= Mark Morton (businessman) =

American businessman and philanthropist (1858–1951)

Mark Morton (November 22, 1858 – June 25, 1951) was an American businessman and philanthropist. He co-founded the Morton Salt Company.

==Early life==
He was born in 1858 in Omaha, Nebraska. His father, J. Sterling Morton, was acting territorial governor of Nebraska, a former United States Secretary of Agriculture, and founder of Arbor Day. His mother, Caroline Joy Morton, was the only Caucasian woman present at the signing of the 1854 "Treaty with the Omaha" which paved the way for Nebraska's statehood. He grew up at the family home at Arbor Lodge, and attended public schools in Nebraska City.

At the age of 18, Mark Morton went to work for his older brother, Paul Morton, as a clerk for the Burlington Railroad. In 1882, he became a salesman for the Harvey Lumber Co. of Chicago, and in 1890 was made superintendent of the main plant of the Nebraska City Packing Co. Later in life, he was also president of the Western Cold Storage Company (a major builder and provider of refrigerated storage facilities and railroad cars for the meatpacking industry).

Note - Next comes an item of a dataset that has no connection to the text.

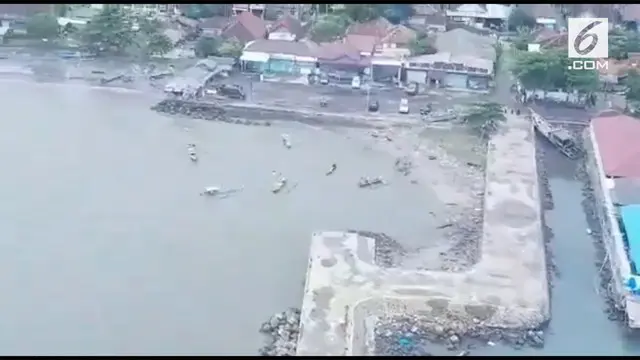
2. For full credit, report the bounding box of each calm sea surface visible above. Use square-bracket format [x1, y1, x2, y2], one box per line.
[0, 81, 450, 355]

==Morton Salt and other business ventures==
Morton and his second-eldest brother, Joy, were lifelong business partners. In 1885, he and Joy Morton co-founded the Joy Morton Lumber Co. They later co-founded the Morton Sand and Gravel Company.

They purchased Richmond and Company, a salt distributor in 1886 and renamed it Joy Morton and Company. Mark Morton was the company's vice president and one of its directors from its founding until his retirement in 1922. The company became the International Salt Company in 1902. Morton was forced to testify in federal court in 1903 after government investigators accused the company of antitrust violations. The company was incorporated in Illinois as the Morton Salt Company in 1910.

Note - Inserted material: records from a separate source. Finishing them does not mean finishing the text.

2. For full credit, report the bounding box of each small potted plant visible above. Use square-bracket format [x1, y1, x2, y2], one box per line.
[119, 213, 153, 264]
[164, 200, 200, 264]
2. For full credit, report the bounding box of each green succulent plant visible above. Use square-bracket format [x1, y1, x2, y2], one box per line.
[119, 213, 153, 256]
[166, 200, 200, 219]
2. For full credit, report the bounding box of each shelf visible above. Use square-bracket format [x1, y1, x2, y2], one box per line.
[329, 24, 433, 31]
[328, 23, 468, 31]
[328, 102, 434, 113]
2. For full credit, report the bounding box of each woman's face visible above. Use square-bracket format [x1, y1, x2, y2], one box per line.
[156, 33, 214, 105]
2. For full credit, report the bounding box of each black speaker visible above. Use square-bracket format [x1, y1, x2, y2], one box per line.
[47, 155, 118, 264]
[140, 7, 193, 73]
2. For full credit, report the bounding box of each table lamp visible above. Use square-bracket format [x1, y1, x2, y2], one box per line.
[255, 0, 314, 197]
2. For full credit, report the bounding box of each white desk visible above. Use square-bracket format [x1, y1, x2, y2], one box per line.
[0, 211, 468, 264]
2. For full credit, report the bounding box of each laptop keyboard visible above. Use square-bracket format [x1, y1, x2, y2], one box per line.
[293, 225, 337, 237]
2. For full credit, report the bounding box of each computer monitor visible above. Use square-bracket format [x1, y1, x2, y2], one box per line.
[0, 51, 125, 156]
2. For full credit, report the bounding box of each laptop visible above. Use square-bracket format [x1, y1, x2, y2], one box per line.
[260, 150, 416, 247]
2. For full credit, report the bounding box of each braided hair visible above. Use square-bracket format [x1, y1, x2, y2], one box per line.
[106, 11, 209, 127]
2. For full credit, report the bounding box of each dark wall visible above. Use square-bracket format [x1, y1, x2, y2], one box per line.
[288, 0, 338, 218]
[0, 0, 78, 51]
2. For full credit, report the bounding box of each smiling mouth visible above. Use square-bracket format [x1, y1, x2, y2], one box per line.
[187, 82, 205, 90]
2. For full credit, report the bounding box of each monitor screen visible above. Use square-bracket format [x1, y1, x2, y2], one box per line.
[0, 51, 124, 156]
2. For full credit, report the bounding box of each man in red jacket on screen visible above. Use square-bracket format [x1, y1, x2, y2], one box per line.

Morton was an active member of the Employers' Association of Greater Chicago, and was the anti-union organization's president in 1905.

==Family life and scandal==
Mark Morton married the former Martha Parkhurst Weare. The couple had four children: Laura, Helen, Joy and Jane. Martha Morton died in 1947.

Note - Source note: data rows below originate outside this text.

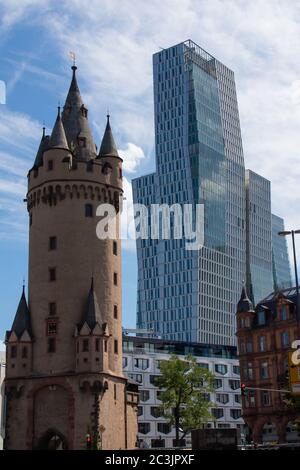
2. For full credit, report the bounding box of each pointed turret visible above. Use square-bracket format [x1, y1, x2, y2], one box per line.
[98, 114, 119, 158]
[33, 127, 50, 168]
[49, 106, 69, 150]
[62, 65, 96, 161]
[80, 279, 103, 330]
[237, 284, 253, 313]
[11, 286, 32, 338]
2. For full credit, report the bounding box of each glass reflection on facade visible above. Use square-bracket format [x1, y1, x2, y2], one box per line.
[133, 41, 246, 345]
[246, 170, 273, 304]
[272, 214, 292, 290]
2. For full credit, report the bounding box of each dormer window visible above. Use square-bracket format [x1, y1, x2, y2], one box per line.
[257, 310, 266, 325]
[78, 137, 86, 148]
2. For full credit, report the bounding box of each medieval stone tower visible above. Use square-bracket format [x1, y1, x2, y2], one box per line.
[5, 65, 137, 449]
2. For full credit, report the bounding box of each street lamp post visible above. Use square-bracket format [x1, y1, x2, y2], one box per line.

His family life was something of an unhappy one. In 1914, his daughter Helen Morton eloped with Col. Roger Bayly. Morton tracked down his daughter and challenged the marriage on the grounds that she was mentally deranged. A court ruled in his favor, and Helen Morton was committed to an asylum. The marriage and institutionalization was a national scandal which highly embarrassed Mark Morton. When the distinguished journalist Webb Miller attempted to interview Helen Morton, Mark Morton kidnapped him and drove off with Miller tied up in the trunk of his car. Morton crashed the automobile, and police discovered the bound Miller in the vehicle. Miller sued Morton, but won only a minimal payment six years later.

==Retirement and death==
In 1931, after his retirement, Mark Morton built a mansion and settled in what is now Carol Stream (DuPage County), Illinois. He raised and bred horses, cattle, sheep and many other animals. He was one of the co-founders of the International Livestock Exhibition. He was seriously injured in 1937 when a train struck his car at a crossing.

He died at his home after a lengthy illness on June 25, 1951, at the age of 92. He left the bulk of his $750,000 fortune to charity.